Why not more cores in today's CPUs?

Vanadium 50 · Nov 21, 2009

Perhaps someone can explain this to me.

An i7 has a transistor count of 731M. A Pentium has a transistor count of 3M. So in principle, Intel could build a 200 core processor today. Each core would be no "smarter" than a Pentium, but that's pretty much all you need.

Now, I recognize that this is extreme, and such a processor would be bottlenecked by memory bandwidth, but the basic idea seems sound - gain throughput by putting more, less capable, cores on the chip: 20 or 25 Pentium 4's seems not to be outside the realm of possibility.

Why don't we see this on the market?

Hepth · Nov 21, 2009

I thought we did? I know our lab had a 35 processor "supercomputer" that were all parallel mac G4's back in the day.
I think the construction of such a thing, while useful, is not useful on a consumer level. And as such, while they DO exist (thats what supercomputers are)

Prior to May 2007 the CAS supercomputer was a linux beowulf cluster. In 2002 this became only the second machine in Australia to exceed 1 Tflops in performance and by 2004 further expansion provided a theoretical peak speed of 2 Tflops. The cluster comprised the following hardware:
200 Pentium 4 3.2 GHz nodes
32 Pentium 4 3.0 GHz nodes
90 Dual Pentium 4 2.2 GHz server class nodes.

so they do it, but its expensive to build and cool. 32 processors is still a LOT of heat.

Vanadium 50 · Nov 21, 2009

There are many parallel clusters. I'm talking about a single chip - allocating the feature count differently.

You do bring up a good point about heat, though.

slider142 · Nov 21, 2009

Too many bottlenecks on consumer level motherboards and devices, and the heat problem. There are already ridiculously sized cooling devies on existing motherboards. As an aside, click here to see Mark Russinovich running Windows 7 on a 256-processor computer (not a processor with 256 cores).

Borek · Nov 21, 2009

slider142 said:

running Windows 7 on a 256-processor computer

256-processors... I don't think my room is large enough for Windows 7 machine, I will stick to my XP.

slider142 · Nov 21, 2009

Borek said:

256-processors... I don't think my room is large enough for Windows 7 machine, I will stick to my XP.

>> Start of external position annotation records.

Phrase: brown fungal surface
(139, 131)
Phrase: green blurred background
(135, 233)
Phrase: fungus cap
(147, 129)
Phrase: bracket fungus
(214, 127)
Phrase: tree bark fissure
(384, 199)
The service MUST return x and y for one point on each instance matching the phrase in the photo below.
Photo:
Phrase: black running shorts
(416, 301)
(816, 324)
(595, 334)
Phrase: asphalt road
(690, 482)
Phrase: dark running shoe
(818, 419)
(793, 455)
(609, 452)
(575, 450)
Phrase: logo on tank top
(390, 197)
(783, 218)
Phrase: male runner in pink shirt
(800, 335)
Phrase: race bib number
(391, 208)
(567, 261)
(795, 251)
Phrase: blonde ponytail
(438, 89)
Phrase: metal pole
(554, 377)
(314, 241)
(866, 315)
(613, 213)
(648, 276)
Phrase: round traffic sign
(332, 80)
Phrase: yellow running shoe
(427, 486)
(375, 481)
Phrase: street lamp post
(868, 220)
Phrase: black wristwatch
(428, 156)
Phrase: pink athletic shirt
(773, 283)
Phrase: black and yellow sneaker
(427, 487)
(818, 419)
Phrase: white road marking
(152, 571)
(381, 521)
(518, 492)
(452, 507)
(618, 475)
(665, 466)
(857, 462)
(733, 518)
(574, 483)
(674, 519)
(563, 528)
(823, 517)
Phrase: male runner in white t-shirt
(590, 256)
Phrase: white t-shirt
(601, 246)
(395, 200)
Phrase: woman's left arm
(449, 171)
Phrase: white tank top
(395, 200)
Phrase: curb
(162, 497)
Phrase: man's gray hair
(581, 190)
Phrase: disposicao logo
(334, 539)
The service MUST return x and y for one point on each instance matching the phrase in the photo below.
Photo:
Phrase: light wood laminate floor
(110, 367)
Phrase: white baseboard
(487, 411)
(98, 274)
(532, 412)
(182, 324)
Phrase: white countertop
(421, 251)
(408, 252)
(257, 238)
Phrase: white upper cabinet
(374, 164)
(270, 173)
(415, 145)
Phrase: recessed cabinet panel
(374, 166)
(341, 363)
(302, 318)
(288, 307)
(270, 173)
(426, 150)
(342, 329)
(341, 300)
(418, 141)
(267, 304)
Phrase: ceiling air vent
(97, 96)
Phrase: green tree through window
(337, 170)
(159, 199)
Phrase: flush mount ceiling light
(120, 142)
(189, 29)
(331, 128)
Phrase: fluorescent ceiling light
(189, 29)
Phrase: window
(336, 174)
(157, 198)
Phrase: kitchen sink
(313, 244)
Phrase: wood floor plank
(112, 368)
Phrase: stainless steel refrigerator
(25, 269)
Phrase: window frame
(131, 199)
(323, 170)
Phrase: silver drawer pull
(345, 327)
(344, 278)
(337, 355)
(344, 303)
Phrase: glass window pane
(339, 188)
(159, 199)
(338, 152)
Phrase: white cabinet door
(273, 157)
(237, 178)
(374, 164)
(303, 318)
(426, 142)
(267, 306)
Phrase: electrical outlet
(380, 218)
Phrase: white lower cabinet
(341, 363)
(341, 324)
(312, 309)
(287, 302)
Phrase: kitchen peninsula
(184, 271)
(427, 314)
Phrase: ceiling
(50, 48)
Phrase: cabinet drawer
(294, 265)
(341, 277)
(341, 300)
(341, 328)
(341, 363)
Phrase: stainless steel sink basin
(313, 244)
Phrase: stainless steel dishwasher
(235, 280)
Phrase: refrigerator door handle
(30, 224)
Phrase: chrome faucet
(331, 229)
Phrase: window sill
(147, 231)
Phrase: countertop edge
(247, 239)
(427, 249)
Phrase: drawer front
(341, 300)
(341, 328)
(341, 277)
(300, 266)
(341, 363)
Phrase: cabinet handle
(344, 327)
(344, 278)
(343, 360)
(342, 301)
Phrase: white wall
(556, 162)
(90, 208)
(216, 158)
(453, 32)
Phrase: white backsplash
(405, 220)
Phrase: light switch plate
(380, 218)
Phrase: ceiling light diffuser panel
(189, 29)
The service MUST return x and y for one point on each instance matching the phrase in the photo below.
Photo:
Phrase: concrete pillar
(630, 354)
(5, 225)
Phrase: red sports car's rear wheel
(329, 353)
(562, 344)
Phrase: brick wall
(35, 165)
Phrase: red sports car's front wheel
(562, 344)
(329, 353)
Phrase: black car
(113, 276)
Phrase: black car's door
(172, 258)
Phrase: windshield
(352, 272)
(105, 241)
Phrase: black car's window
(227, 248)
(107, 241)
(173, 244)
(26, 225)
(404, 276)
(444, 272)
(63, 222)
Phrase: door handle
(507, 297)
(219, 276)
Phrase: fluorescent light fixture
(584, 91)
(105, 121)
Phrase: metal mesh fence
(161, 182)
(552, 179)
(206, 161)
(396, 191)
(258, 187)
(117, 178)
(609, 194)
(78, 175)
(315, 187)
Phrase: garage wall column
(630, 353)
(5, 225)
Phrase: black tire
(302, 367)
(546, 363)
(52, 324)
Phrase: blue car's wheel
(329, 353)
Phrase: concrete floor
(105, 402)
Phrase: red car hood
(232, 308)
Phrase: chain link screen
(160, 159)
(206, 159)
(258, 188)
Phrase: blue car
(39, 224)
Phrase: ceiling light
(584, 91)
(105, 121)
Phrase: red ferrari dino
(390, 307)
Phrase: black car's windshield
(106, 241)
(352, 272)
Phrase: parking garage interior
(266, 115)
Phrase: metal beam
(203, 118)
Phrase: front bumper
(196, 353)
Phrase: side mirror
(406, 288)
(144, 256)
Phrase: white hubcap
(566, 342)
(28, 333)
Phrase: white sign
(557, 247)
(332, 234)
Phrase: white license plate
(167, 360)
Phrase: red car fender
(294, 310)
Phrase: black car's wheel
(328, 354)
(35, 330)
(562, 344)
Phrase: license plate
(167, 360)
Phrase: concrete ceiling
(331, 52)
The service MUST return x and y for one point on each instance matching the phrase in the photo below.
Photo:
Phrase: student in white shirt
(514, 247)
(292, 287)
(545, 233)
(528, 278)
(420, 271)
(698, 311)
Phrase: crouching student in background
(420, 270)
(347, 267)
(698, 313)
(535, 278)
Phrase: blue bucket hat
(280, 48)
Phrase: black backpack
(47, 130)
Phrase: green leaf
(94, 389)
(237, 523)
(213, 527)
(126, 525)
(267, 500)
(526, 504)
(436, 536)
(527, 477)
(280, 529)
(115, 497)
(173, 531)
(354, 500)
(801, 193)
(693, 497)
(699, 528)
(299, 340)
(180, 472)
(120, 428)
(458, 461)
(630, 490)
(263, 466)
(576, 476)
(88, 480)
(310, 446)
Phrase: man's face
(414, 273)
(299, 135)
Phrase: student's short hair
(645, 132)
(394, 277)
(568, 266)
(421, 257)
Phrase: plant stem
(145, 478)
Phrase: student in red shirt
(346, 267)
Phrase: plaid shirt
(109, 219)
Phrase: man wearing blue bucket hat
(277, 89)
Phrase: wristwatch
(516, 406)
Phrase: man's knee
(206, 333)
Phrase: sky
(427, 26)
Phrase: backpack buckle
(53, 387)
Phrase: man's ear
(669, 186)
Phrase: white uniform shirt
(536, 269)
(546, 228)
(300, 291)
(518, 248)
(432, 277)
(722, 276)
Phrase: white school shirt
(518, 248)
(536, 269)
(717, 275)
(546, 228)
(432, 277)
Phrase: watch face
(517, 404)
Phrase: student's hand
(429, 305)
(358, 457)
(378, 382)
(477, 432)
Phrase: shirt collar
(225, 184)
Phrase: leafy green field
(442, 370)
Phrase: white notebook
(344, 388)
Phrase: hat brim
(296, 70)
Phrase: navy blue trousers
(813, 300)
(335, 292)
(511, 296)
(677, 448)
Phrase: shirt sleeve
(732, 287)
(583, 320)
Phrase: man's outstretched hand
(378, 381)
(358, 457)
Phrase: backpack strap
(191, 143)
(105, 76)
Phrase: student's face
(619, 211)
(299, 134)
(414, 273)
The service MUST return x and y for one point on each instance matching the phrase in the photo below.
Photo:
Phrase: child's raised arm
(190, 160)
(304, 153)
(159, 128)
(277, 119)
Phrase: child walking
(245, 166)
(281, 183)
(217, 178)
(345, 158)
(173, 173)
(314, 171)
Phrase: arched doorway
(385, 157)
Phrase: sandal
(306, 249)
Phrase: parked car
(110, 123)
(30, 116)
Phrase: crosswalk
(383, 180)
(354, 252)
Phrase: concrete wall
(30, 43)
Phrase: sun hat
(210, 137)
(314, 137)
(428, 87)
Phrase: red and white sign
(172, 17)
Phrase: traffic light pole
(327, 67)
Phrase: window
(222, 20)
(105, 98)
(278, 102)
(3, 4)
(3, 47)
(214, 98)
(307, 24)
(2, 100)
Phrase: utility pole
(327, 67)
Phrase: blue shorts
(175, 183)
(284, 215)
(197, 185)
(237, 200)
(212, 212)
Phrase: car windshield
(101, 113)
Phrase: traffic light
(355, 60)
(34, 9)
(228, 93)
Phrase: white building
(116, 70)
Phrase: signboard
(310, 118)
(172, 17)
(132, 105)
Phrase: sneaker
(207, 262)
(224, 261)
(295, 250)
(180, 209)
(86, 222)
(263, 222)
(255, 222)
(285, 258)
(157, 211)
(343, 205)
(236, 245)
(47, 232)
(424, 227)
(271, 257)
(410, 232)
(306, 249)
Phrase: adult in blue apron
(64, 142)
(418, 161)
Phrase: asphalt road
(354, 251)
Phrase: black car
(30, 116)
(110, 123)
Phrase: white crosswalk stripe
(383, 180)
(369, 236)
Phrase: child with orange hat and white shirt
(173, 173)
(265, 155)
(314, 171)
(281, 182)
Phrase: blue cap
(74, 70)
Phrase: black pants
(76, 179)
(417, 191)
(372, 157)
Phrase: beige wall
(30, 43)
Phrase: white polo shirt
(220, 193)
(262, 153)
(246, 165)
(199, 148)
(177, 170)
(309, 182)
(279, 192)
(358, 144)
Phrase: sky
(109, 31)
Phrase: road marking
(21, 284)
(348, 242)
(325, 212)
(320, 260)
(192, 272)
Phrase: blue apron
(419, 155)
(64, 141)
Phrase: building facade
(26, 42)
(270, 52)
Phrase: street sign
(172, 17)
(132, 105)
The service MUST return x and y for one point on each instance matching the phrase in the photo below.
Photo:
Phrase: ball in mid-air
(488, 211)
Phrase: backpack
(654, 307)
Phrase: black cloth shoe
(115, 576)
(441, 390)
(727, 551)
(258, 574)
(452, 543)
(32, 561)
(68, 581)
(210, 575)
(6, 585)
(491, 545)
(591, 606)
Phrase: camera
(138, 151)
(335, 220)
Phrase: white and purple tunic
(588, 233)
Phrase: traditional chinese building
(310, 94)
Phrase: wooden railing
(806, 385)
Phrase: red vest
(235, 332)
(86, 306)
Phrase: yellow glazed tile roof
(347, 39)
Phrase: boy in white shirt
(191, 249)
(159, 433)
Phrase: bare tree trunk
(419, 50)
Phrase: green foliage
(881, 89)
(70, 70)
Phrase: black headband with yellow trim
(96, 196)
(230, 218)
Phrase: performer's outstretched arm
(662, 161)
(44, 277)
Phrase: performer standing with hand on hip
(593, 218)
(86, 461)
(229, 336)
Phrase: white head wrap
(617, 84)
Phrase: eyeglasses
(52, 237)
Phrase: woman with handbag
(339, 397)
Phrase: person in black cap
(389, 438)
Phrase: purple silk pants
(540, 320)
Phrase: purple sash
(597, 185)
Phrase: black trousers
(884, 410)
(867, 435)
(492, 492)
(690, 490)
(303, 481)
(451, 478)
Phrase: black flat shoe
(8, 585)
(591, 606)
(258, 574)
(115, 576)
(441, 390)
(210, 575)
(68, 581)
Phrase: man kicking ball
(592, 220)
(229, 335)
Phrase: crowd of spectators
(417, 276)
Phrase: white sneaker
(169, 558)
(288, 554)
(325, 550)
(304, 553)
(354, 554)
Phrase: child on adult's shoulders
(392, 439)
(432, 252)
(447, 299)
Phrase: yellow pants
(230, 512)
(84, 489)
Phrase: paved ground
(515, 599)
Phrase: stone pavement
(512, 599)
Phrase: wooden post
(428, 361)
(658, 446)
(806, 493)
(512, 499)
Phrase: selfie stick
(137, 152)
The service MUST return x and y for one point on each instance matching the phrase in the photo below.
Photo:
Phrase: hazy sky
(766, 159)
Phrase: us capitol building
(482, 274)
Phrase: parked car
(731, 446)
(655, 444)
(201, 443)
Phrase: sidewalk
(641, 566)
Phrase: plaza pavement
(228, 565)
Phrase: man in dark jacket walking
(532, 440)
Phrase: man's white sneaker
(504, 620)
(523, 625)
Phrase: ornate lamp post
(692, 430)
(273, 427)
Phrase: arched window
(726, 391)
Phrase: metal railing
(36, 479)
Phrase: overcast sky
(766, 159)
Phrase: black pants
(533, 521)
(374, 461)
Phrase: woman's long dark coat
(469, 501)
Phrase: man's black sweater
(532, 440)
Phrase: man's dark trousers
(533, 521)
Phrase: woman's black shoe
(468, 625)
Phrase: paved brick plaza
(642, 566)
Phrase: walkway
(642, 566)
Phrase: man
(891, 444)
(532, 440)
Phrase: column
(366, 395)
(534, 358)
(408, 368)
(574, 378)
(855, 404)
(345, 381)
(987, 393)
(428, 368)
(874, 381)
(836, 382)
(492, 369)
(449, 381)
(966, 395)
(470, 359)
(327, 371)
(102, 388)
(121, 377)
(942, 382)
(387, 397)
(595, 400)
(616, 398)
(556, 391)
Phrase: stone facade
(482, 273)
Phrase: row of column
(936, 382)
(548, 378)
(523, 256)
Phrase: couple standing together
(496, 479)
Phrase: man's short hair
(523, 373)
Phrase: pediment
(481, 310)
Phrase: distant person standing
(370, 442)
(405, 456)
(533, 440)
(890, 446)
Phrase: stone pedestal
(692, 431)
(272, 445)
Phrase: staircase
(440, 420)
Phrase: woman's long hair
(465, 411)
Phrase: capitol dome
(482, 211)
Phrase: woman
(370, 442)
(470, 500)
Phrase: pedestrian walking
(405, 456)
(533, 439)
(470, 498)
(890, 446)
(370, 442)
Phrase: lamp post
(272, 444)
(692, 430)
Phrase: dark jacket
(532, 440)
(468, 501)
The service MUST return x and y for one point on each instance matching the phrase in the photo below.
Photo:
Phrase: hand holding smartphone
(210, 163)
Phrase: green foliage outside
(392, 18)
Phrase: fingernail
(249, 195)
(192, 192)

LoL. Seriously, Windows 7 is more efficient than XP at memory management and core management, so if you get a chance, try it out. Unlike Vista, it does not assume you have a PC with a fast graphics processor, and loses or replaces most of the background services that make Windows Vista respond like molasses to simple commands. If you're running it on a laptop, Windows 7 also has better power management (it is designed to run efficiently on netbooks, as opposed to XP which has no optimizations for such low resource devices).
I'm running 7 on a 8-year old desktop PC and a 5-year old laptop and multitask much faster than the snail that was Vista, and I have the additional user interface features and hardware management that is not present in XP.

waht · Nov 21, 2009

intel built an 80 core CPU, but it comes with a new set of problem:

http://news.cnet.com/Intel-shows-off-80-core-processor/2100-1006_3-6158181.html

Intel used 100 million transistors on the chip, which measures 275 millimeters squared. By comparison, its Core 2 Duo chip uses 291 million transistors and measures 143 millimeters squared. The chip was built using Intel's 65-nanometer manufacturing technology, but any likely product based on the design would probably use a future process based on smaller transistors. A chip the size of the current research chip is likely too large for cost-effective manufacturing.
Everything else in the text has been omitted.